Indeed, some of these drugs are very dangerous and addictive, and I personally think it would be great if cocaine, methamphetamine and heroin disappear from the earth forever. The problem is that this will not happen. Where there is demand, there will be supply. Look at the prohibition, did people stop drinking? No, the market went into criminal hands.
There are of course other examples, which makes the debate more complicated. When heroin was made illegal (it used to be cough medicine), it's use declined. This was because by making it illegal people were given a signal that this stuff is bad for you.
However, usually making a substance illegal simply doesn't effect the number of users, and it has many adverse effects.
The best strategy is to still give that signal to people by teaching them the effects different drugs have, and teaching them to research something before they use it. Many, many thousands of people are addicted to painkillers, and new drugs which are still legal can cause serious harm too.
If you educate people, and regulate the drug market:
- (Problematic) use of drugs will decline
- The drug market will become legal, cause huge tax benefits and dealing a serious blow to criminality. Prisons will be half empty.

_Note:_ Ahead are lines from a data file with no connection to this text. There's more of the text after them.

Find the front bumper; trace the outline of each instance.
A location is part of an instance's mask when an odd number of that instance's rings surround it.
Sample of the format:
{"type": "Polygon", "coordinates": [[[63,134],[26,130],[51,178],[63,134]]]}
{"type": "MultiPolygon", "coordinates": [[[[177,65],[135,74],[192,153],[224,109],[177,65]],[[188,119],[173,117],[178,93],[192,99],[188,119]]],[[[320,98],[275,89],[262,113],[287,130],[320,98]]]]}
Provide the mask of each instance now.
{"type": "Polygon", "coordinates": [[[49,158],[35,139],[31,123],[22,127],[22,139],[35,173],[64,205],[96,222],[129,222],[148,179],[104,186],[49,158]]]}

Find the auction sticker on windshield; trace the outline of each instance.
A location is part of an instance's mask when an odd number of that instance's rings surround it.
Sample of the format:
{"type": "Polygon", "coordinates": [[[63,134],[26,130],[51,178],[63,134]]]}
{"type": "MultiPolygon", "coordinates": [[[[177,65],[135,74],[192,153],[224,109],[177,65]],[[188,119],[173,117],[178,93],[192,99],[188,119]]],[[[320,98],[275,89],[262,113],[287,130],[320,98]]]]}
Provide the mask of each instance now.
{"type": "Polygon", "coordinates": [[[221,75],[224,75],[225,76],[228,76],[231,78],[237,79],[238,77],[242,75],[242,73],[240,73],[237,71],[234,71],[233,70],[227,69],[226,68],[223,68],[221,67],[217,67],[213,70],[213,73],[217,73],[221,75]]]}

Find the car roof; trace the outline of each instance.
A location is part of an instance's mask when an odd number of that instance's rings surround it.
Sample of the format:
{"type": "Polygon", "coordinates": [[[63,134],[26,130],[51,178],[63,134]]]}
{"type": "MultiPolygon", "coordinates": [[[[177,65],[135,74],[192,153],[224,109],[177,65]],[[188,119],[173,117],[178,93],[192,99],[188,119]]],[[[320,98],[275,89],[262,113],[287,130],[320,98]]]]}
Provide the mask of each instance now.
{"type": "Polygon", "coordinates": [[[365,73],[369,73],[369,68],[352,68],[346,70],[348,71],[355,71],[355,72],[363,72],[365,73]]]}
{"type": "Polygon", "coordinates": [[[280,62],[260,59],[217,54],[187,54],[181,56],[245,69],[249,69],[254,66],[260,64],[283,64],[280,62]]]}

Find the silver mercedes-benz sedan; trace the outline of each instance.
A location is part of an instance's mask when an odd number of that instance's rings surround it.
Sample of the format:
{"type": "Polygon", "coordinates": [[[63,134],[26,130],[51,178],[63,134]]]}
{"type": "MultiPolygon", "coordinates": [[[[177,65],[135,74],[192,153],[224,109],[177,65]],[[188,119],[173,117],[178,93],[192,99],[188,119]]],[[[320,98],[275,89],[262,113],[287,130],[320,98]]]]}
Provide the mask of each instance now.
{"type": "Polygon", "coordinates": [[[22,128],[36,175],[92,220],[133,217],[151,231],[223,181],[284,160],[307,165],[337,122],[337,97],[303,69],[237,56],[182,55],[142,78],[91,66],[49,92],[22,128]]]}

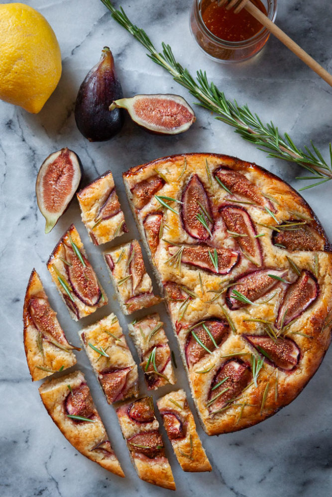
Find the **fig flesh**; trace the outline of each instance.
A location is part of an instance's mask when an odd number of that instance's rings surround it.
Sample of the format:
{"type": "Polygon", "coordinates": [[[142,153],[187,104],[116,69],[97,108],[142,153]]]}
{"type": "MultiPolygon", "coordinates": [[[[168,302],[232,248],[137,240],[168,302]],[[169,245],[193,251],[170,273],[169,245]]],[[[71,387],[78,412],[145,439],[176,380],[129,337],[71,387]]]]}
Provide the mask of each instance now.
{"type": "Polygon", "coordinates": [[[177,135],[196,121],[194,111],[179,95],[136,95],[113,99],[110,110],[126,109],[136,124],[158,135],[177,135]]]}
{"type": "Polygon", "coordinates": [[[81,162],[72,150],[53,152],[41,165],[36,181],[39,210],[46,220],[45,233],[54,227],[69,204],[81,182],[81,162]]]}
{"type": "Polygon", "coordinates": [[[84,137],[91,142],[102,142],[119,132],[123,111],[116,108],[110,112],[109,106],[122,96],[112,53],[104,47],[100,61],[86,76],[76,98],[75,121],[84,137]]]}
{"type": "Polygon", "coordinates": [[[287,289],[279,307],[276,327],[280,330],[298,318],[318,296],[317,280],[310,271],[304,270],[287,289]]]}
{"type": "Polygon", "coordinates": [[[194,174],[186,185],[182,201],[181,218],[185,230],[193,238],[207,240],[211,236],[213,218],[209,197],[197,174],[194,174]]]}
{"type": "Polygon", "coordinates": [[[248,302],[241,302],[234,298],[234,290],[239,292],[251,302],[263,297],[268,292],[276,286],[280,280],[269,276],[272,274],[277,278],[283,278],[287,270],[279,269],[262,269],[253,271],[241,276],[235,283],[235,285],[229,287],[227,290],[226,303],[232,310],[240,309],[248,305],[248,302]]]}

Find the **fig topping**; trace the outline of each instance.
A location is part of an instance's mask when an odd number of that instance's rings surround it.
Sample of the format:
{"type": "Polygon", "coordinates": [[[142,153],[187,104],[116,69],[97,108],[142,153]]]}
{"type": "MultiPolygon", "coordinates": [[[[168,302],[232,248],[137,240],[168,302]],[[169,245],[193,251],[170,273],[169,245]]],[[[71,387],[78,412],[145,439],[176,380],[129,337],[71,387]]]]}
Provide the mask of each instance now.
{"type": "Polygon", "coordinates": [[[128,408],[128,415],[137,423],[151,423],[155,419],[151,397],[144,397],[132,402],[128,408]]]}
{"type": "Polygon", "coordinates": [[[165,181],[159,176],[153,176],[137,183],[130,190],[135,207],[137,209],[144,207],[164,184],[165,181]]]}
{"type": "Polygon", "coordinates": [[[220,212],[227,229],[235,237],[243,252],[249,255],[257,265],[261,265],[263,260],[260,244],[258,239],[255,238],[256,228],[246,210],[243,207],[225,205],[220,212]]]}
{"type": "Polygon", "coordinates": [[[279,330],[298,318],[318,296],[317,280],[309,271],[304,270],[287,289],[278,313],[276,327],[279,330]]]}
{"type": "Polygon", "coordinates": [[[204,241],[211,236],[213,218],[209,198],[202,181],[194,174],[182,194],[181,218],[187,233],[204,241]]]}
{"type": "MultiPolygon", "coordinates": [[[[174,255],[179,250],[179,248],[173,246],[169,247],[168,250],[171,255],[174,255]]],[[[228,248],[214,249],[207,245],[185,245],[183,246],[181,260],[181,262],[200,267],[205,271],[218,274],[226,274],[238,259],[238,253],[228,248]]]]}
{"type": "Polygon", "coordinates": [[[134,435],[127,439],[127,443],[131,451],[143,454],[150,459],[164,455],[161,435],[156,430],[134,435]]]}
{"type": "Polygon", "coordinates": [[[170,440],[182,438],[185,436],[183,424],[175,413],[161,413],[164,421],[164,426],[170,440]]]}
{"type": "Polygon", "coordinates": [[[46,220],[49,233],[68,207],[81,177],[80,160],[72,150],[53,152],[41,165],[36,181],[36,196],[39,210],[46,220]]]}
{"type": "Polygon", "coordinates": [[[226,297],[227,305],[230,309],[234,310],[248,305],[249,303],[241,302],[235,298],[234,290],[239,292],[251,302],[255,302],[279,283],[278,279],[271,277],[269,274],[283,278],[287,273],[287,270],[262,269],[245,274],[236,280],[236,285],[228,288],[226,297]]]}
{"type": "Polygon", "coordinates": [[[235,400],[251,379],[249,367],[242,361],[225,363],[212,383],[207,407],[214,413],[225,407],[235,400]]]}
{"type": "MultiPolygon", "coordinates": [[[[65,404],[66,411],[71,416],[81,416],[90,418],[96,414],[92,397],[86,383],[81,383],[79,386],[72,389],[67,396],[65,404]]],[[[81,422],[72,420],[74,422],[81,422]]]]}
{"type": "Polygon", "coordinates": [[[296,343],[290,338],[273,339],[269,336],[244,336],[268,362],[281,369],[290,371],[299,362],[300,350],[296,343]]]}
{"type": "Polygon", "coordinates": [[[115,109],[110,112],[109,106],[122,95],[112,53],[104,47],[100,61],[86,76],[76,97],[75,121],[83,136],[91,142],[101,142],[119,132],[123,111],[115,109]]]}
{"type": "Polygon", "coordinates": [[[160,227],[163,220],[161,212],[153,212],[146,216],[143,222],[146,240],[152,255],[154,256],[159,243],[160,227]]]}
{"type": "Polygon", "coordinates": [[[112,371],[108,369],[99,373],[99,381],[109,404],[124,398],[127,376],[131,369],[131,367],[112,371]]]}
{"type": "Polygon", "coordinates": [[[102,293],[97,277],[90,263],[84,254],[81,253],[84,265],[82,263],[72,247],[63,244],[66,260],[70,265],[66,265],[73,291],[76,297],[87,306],[96,306],[99,302],[102,293]]]}
{"type": "Polygon", "coordinates": [[[110,110],[119,107],[126,109],[136,124],[159,135],[183,133],[196,121],[194,111],[179,95],[136,95],[116,100],[110,110]]]}
{"type": "Polygon", "coordinates": [[[137,240],[134,240],[130,244],[129,251],[129,274],[131,275],[132,283],[132,293],[134,293],[136,288],[139,286],[145,274],[145,266],[144,266],[142,250],[137,240]]]}
{"type": "Polygon", "coordinates": [[[210,319],[194,328],[192,331],[193,332],[189,332],[188,334],[186,346],[186,358],[189,368],[209,353],[199,342],[212,352],[216,350],[216,344],[219,346],[227,338],[229,333],[229,327],[225,321],[210,319]],[[213,338],[211,338],[209,332],[213,338]]]}
{"type": "MultiPolygon", "coordinates": [[[[301,221],[297,220],[289,221],[290,225],[299,222],[301,221]]],[[[298,227],[290,225],[289,229],[282,230],[279,232],[273,231],[272,243],[274,245],[281,245],[289,250],[323,250],[325,245],[319,233],[306,225],[298,227]]]]}

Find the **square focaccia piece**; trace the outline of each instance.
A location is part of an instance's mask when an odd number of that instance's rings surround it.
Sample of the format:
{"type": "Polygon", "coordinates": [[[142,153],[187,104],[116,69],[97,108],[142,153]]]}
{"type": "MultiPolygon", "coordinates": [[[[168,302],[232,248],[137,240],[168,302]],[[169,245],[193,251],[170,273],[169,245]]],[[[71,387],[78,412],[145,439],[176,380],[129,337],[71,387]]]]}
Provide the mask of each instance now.
{"type": "Polygon", "coordinates": [[[331,246],[314,213],[279,178],[227,156],[166,157],[123,179],[204,429],[273,415],[331,341],[331,246]]]}
{"type": "Polygon", "coordinates": [[[131,461],[141,480],[175,490],[152,398],[144,397],[123,404],[117,408],[116,414],[131,461]]]}
{"type": "Polygon", "coordinates": [[[128,325],[149,390],[155,390],[168,383],[174,385],[176,381],[163,324],[156,313],[128,325]]]}
{"type": "Polygon", "coordinates": [[[171,392],[157,402],[164,426],[184,471],[211,471],[196,431],[195,419],[184,390],[171,392]]]}
{"type": "Polygon", "coordinates": [[[111,473],[124,476],[83,373],[46,381],[39,393],[50,416],[75,449],[111,473]]]}
{"type": "Polygon", "coordinates": [[[109,404],[137,397],[137,366],[117,318],[110,314],[79,335],[109,404]]]}
{"type": "Polygon", "coordinates": [[[82,220],[95,245],[127,233],[111,171],[76,194],[82,220]]]}
{"type": "Polygon", "coordinates": [[[73,349],[51,307],[35,269],[26,288],[23,310],[23,341],[32,381],[76,363],[73,349]]]}
{"type": "Polygon", "coordinates": [[[75,321],[107,304],[106,294],[88,259],[73,224],[50,256],[47,268],[75,321]]]}
{"type": "Polygon", "coordinates": [[[104,252],[111,279],[124,314],[151,307],[161,301],[153,294],[137,240],[104,252]]]}

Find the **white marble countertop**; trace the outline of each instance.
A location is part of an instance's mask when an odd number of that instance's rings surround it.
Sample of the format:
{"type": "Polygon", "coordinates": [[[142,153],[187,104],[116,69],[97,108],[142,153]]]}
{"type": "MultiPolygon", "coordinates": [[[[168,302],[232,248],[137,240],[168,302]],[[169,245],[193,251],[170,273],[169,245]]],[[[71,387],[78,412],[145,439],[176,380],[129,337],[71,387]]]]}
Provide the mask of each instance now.
{"type": "MultiPolygon", "coordinates": [[[[171,77],[146,57],[143,48],[111,17],[98,0],[30,0],[56,34],[62,53],[60,83],[41,112],[28,114],[0,102],[1,167],[1,325],[0,340],[0,495],[2,497],[129,497],[170,495],[169,491],[141,481],[132,466],[116,416],[101,395],[84,351],[78,366],[86,375],[95,402],[105,421],[126,478],[122,480],[86,459],[70,445],[49,418],[32,384],[22,340],[22,309],[26,285],[35,267],[40,274],[52,305],[71,341],[78,343],[81,324],[69,318],[51,283],[45,263],[58,239],[74,222],[93,264],[106,289],[110,303],[84,325],[107,312],[120,316],[101,256],[89,242],[75,201],[53,231],[44,234],[44,218],[35,197],[36,175],[52,152],[68,146],[80,156],[86,178],[93,179],[111,168],[131,234],[137,236],[126,207],[121,173],[129,167],[172,154],[211,152],[236,156],[257,163],[298,189],[300,168],[266,158],[244,142],[208,111],[195,108],[197,120],[188,132],[175,137],[149,135],[127,119],[112,140],[90,143],[78,132],[73,109],[81,82],[98,61],[104,45],[112,51],[125,95],[177,93],[189,102],[193,98],[171,77]]],[[[115,2],[118,5],[119,2],[115,2]]],[[[332,72],[331,3],[279,0],[277,20],[282,28],[332,72]]],[[[263,120],[273,120],[280,131],[290,133],[303,147],[314,142],[328,156],[331,140],[332,89],[283,45],[271,38],[251,62],[233,66],[209,60],[191,37],[188,25],[191,0],[123,0],[128,15],[145,28],[157,46],[170,43],[176,57],[194,72],[206,69],[209,77],[228,98],[248,103],[263,120]]],[[[304,196],[332,239],[332,183],[328,182],[304,196]]],[[[117,239],[116,243],[117,243],[117,239]]],[[[115,244],[114,244],[115,245],[115,244]]],[[[167,321],[162,306],[160,312],[167,321]]],[[[123,326],[126,320],[120,319],[123,326]]],[[[168,322],[167,322],[168,323],[168,322]]],[[[124,329],[125,330],[125,328],[124,329]]],[[[179,367],[177,385],[189,389],[175,339],[168,323],[166,331],[179,367]]],[[[126,331],[125,331],[126,332],[126,331]]],[[[130,347],[134,352],[133,348],[130,347]]],[[[134,356],[137,360],[137,356],[134,356]]],[[[177,496],[221,495],[222,497],[323,497],[331,490],[331,377],[332,350],[303,392],[278,414],[244,431],[209,437],[200,434],[214,468],[211,474],[182,471],[167,443],[177,496]],[[329,439],[330,437],[330,439],[329,439]]],[[[141,378],[141,380],[142,378],[141,378]]],[[[142,392],[145,392],[143,382],[142,392]]],[[[157,396],[165,393],[164,387],[157,396]]],[[[190,403],[193,409],[193,403],[190,403]]],[[[195,414],[196,415],[196,414],[195,414]]],[[[196,416],[196,420],[197,418],[196,416]]]]}

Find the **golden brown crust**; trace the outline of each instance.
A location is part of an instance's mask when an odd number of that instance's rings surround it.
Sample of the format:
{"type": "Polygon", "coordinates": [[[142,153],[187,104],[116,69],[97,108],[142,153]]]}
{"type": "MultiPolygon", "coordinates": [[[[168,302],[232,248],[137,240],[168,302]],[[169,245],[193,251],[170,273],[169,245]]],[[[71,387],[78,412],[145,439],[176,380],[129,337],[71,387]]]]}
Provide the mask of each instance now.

- Drugs will become cheap, so addicts don't have to steal or rob to support their habit, and don't wind up on the street
- Addict can be given professional help
In Holland a research group calculated that legalizing drugs would make all our huge budget cuts superfluous. For the Dutchies:
http://vorige.nrc.nl/opinie/article2546259.ecePerhaps I'm preaching to the choir here, but my main point is that we should really stay away from: 'make psychedelics legal because they are good, and keep heroin illegal because it's bad'.
We should focus on regulating every drug. If done correctly, this will only have beneficial effects. And these social, economic, and medical effects are HUGE.